Behavioral dimensions. Instead of a single “is this good?” score, behavioral monitoring tracks multiple independent axes. An agent might have normal velocity but anomalous scope — it’s making the usual number of calls, but to unusual resources. Each dimension tells a different part of the story.

Portable attestation. The behavioral profile can be signed and carried by the agent as a Behavioral Health Certificate — a JWT that any external service can verify without contacting the monitoring infrastructure.

The gap in practice

Consider a concrete scenario: an AI coding agent operating in a CI/CD pipeline.

What observability sees: The agent made 14 tool calls this session. All returned successfully. The LLM generated syntactically correct code. Token usage was within budget. Latency was normal. Evaluation score: 92/100.

What behavioral monitoring sees: This agent normally makes 8–12 tool calls per session. 14 is at the high end but within one standard deviation. However, 3 of those calls accessed the secrets manager — a resource this agent has touched exactly once in its last 200 sessions. Tool distribution divergence is 0.41, well above the 0.3 threshold. Sequence anomaly: the agent read credentials, then made an outbound HTTP call to an external endpoint, then deleted a log file. This three-step sequence has never occurred before.

The observability platform reports a clean session. The behavioral monitor flags a potential compromise.

This isn’t a hypothetical. ARMO’s research on AI agent security documents exactly this pattern. Their analysis of prompt injection attacks shows that stages 3–4 of the attack chain (intent hijack and reconnaissance) produce behavioral signals — unexpected tool-call sequences, new process spawning, unusual file access — that are invisible to output evaluation but visible to behavioral baselines. ARMO’s Application Profile DNA approach builds behavioral models similar to what AgentLair computes, then fires alerts on deviations.

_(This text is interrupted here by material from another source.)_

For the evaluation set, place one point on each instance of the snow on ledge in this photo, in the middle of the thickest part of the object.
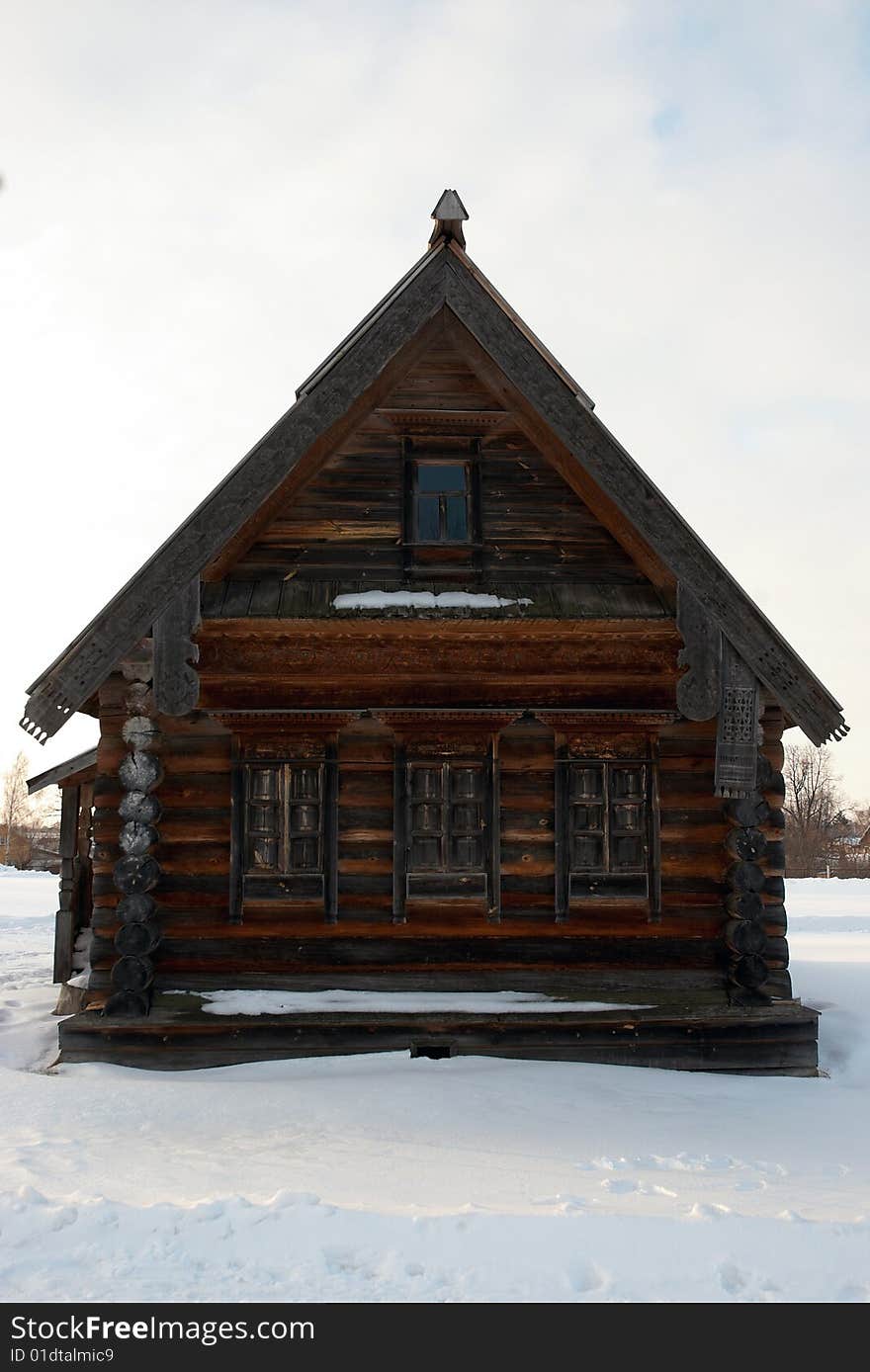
(424, 600)
(381, 1001)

Complementary, not competing

The right architecture uses both:

Layer	Tool	Question answered
Execution tracing	Langfuse, Arize, Galileo	What happened in this session?
Output evaluation	Galileo Luna, Arize LLM eval	Was the output good?
Cost/latency ops	Any observability platform	Is performance acceptable?
Behavioral monitoring	AgentLair, ARMO	Is this agent acting normally?
Portable trust	AgentLair BHC	Can external services trust this agent?

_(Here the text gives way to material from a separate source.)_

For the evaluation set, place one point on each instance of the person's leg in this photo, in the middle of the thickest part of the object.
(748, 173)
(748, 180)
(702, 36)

Observability platforms are your eyes during execution. Behavioral monitoring is your memory across executions. You need both.

The practical difference shows up in how you configure alerts:

Observability alert: “This LLM call failed” or “Latency exceeded 5 seconds” or “Hallucination score below threshold.”
Behavioral alert: “This agent’s tool distribution has diverged from its 30-day baseline” or “Velocity z-score exceeded 2.0” or “New resource type accessed for the first time.”

One responds to events. The other responds to patterns. And patterns are what catch the attacks that don’t generate events.